The mean urea values (Figure 4) were high in the Biolasol + Cu2+ group, indicating a decrease in renal excretory function. After 2 h of graft storage, the concentration of this parameter was 60 ± 4 mg/dL, while after 48 h, the value was 47 ± 4 mg/dL. This indicates a progression of renal dysfunction. In contrast, in the Biolasol + Cu2+ + PRL group, the concentration of this marker was the lowest compared to the other study groups and below the reference interval for pigs (10–30 mg/dL) [47]. It is likely that there was progressive renal tubular damage [48]. Other studies [41,49] have also observed a significant increase in urea concentrations after copper exposure in a rat and pig model. The authors concluded that the bio-element can lead to renal cell death and pathological damage.
A loss of renal function results in a deficit of renal excretory capacity. Water retention, electrolyte disturbances, and increasing acidosis occur [50]. However, analysing Figure 5 and Figure 6, it can be seen that groups B2 and B3 fluids maintain sodium–potassium pump activity at T = 4 °C, influencing the maintenance of sodium and potassium homeostasis.
Figure 7 shows the results of creatinine and protein concentrations in homogenates of isolated pig kidneys. Some authors emphasise the importance of these markers in the assessment of organ failure [51,52]. Creatinine and protein concentrations were elevated in kidney homogenates washed with Biolasol + Cu2+ and Biolasol + Cu2+ + PRL fluid. Lo et al. [52] suggest that cold storage of kidneys may affect mitochondrial protein homeostasis. An increase in total protein levels correlates with the severity of kidney damage. The increased accumulation of albumin and AGE-albumin (an advanced glycation end product) within the kidney promotes inflammation and oxidative stress leading to renal damage [52]. An increase in creatinine in homogenates in turn increases plasma creatinine levels, indicating a deterioration of renal function [53].
Flushing the kidneys with Biolasol fluid modified with copper or copper and prolactin does not have a protective effect on the kidneys. Only the addition of prolactin to Biolasol significantly improves the biochemical parameters of the grafts in flushing and perfusion models of isolated porcine kidneys. The protective effects of prolactin on the kidneys have been extensively discussed in our previous article [21].
A limitation of our study is that we investigated the potential of copper in renal protection using a preservative fluid containing Cu2+ at a concentration of 1 μg/L. Further experimental studies are needed to extend the range of concentrations of this bioelement during analyis.

4. Materials and Methods

4.1. Ethics Committee Approval

All experimental procedures were carried out under the approval of II Local Ethics Commission for Animal Experiments in Cracow, Poland (No. 1046/2013, approval date: 4 June 2013).

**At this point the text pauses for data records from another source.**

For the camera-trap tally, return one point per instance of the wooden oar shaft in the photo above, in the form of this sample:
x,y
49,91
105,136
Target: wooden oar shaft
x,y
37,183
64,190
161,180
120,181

4.2. Solution Preservation

Kidneys were preserved through static cold storage (SCS) using Biolasol/modified-Biolasol solution (FZNP, Biochefa, Sosnowiec, Poland). The solution has been registered in Poland as a medical product (Reg.-No. TNP/MDD/0120/3991/2014) and approved for clinical practice. A 1000 mL unit pack of Biolasol fluid contained: dextran 70 kDa (0.7 mmol), glucose (167 mmol), tri-sodium citrate (30 mmol), di-sodium edetate (5 mmol), potassium chloride (10 mmol), fumarate magnesium (5 mmol), sodium bicarbonate (5 mmol), calcium chloride (0.5 mmol), ascorbic acid (0.5 mmol). Biolasol solution has been modified with the addition of Cu2+ (1 μg/L) and/or prolactin (0.1 μg/L). Concentrations were established on the basis of previously conducted pilot studies. Copper (II) sulphate pentahydrate was from Sigma Aldrich, Darmstadt, Germany. Pig prolactin was from “FZNP” Biochefa, Sosnowiec, Poland. All substances used in the study were of analytical grade.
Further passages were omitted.